Earl Fowlkes, CEO of the D.C.-based Center for Black Equity, was among the black leaders condemning Trump for his latest tweet.
“It’s unfortunate that Thump would evoke a term which has such a painful connotation for African-Americans to describe his self inflicted political missteps,” Fowlkes said. “Trump’s blatant disregard for the rule of law is the core of his alleged ‘suffering.'”
Trump invocation of lynching recalls a similar comment now-U.S. Associate Justice Clarence Thomas made in 1991 during his confirmation process, which was marred by allegations of sexual misconduct from Anita Hill.
Faced with the threat of losing Senate confirmation, Thomas testified the process was a “high-tech lynching for uppity blacks.” Thomas was ultimately confirmed on a narrow basis.
John Banzhaf, a law professor at George Washington University, said in a statement Trump and Thomas both made “clear distortions” of lynching, but Trump’s tweet may similarly be helpful to the U.S. president.
“Unfortunately, in our time of increasingly divisive politics and words, powerful but deplorable language may be effective for Trump, at least in the sense that it is more likely to bring him sympathy and support rather than condemnation, especially among those he is counting on to re-elect him as president in 2020,” Banzhaf said.
One exception to black LGBT leaders condemnation of Trump was Rob Smith, a gay black conservative political commentator and member of the pro-Trump group Turning Point USA.

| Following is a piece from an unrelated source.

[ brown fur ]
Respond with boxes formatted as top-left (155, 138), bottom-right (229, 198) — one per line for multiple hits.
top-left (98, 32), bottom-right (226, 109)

Smith told the Washington Blade “the same do-nothing ‘leaders’ seeking to create moments for themselves over an inarticulate tweet” had nothing to say last year about Trump signing into the law the First Step Act.
“I have spent time lobbying on Capitol Hill to get the First Step Act passed,” Smith said. “I have talked to the African-Americans whose lives were changed by that legislation. I have been in the East Wing of the White House when the president addressed hundreds of young African-Americans and brought one Somali-American immigrant onstage to lead a prayer. When you have seen actual change, you become less concerned with a tweet, as ill-advised as it may be.”
The First Step Act has released an estimated 3,000 prisoners who were incarcerated for nonviolent crime, 91% of whom were black.
Smith accused civil rights leaders of being pre-occupied with Trump’s Twitter account and not working to advance their communities.
“I’m not particularly interested in the comments of pseudo-leaders who aren’t interested in doing anything to truly help Black or Gay and Lesbian America on a national level when a Democrat isn’t in office,” Smith said. “And that includes any hacks from GLAAD, HRC or GetEqual who have shared their ‘thoughts.’”
Republican lawmakers in Congress largely distanced themselves from Trump’s tweet.
House Minority Leader Kevin McCarthy (R-Calif.) said “that’s not the language I would use,” Sen. John Thune (R-S.C.) said the tweet was “inappropriate in any context” and Rep. Jim Jordan (R-Ohio), a staunch Trump defender, sought to justify the tweet by saying “the president’s frustrated.”
One exception was Sen. Lindsey Graham (R-S.C.), a one-time Trump critic who has become a stalwart Trump defender. Asked about the comment, Graham said, ‘This is a lynching in every sense. This is un-American.'”
Nadine Smith, who’s black and executive director of Equality Florida, drew on a conspiracy theory in her condemnation of Trump’s tweet: The president is blackmailing Graham.
“It is not surprising Trump has used the term lynching to inflame and distract from self-inflicted charges of corruption and possible treason,” Smith said. “Racism is the centerpiece of his appeal to his diehard base. I find the silent cowards and lapdog defenders in his party to be even more appalling. He must have all the dirt on Lindsey Graham.”